Playa Corona, just south of Chankanaab, is a duplicate of that better-known lagoon. Both are great for shallow-water snorkeling amid schools of colorful tropical fish. Cozumel’s most secluded beaches are on the largely deserted east side. Chen Rio and Punta Chiquero are easy to find, but ask directions to Playa Oriente, an unmarked favorite of the islanders. (Caution: Waves and strong currents make swimming dangerous on the east side.)
Much of Cozumel’s 20 miles of reef – including the deep walls and canyons of Columbia Pinnacles – are best left to the experts. But novice divers will appreciate the gentle currents at Palancar Gardens, and find plenty to marvel at on this long stretch of reef, with its rich array of corals and other marine life that thrive in 20 to 70 feet of water. For a deeper dive (to 100-plus feet), swim through the canyons at Palancar Caves, where turtles and eagle rays sometimes appear.

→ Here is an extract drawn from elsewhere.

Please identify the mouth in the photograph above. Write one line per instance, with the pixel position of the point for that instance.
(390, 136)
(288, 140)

Take time to visit the old Mayan temples and pyramids on the northern end of the island, especially at San Gervasio park; there ruins have been restored at a site where Mayan women once worshipped a fertility goddess. Another restoration effort has transformed Chankanaab Lagoon. A shoreside sinkhole that fills with seawater via underground tunnels, the lagoon has long been the island’s favorite snorkeling spot. It now also includes a botanical garden and an archaeological park featuring a museum and a re-created Mayan village.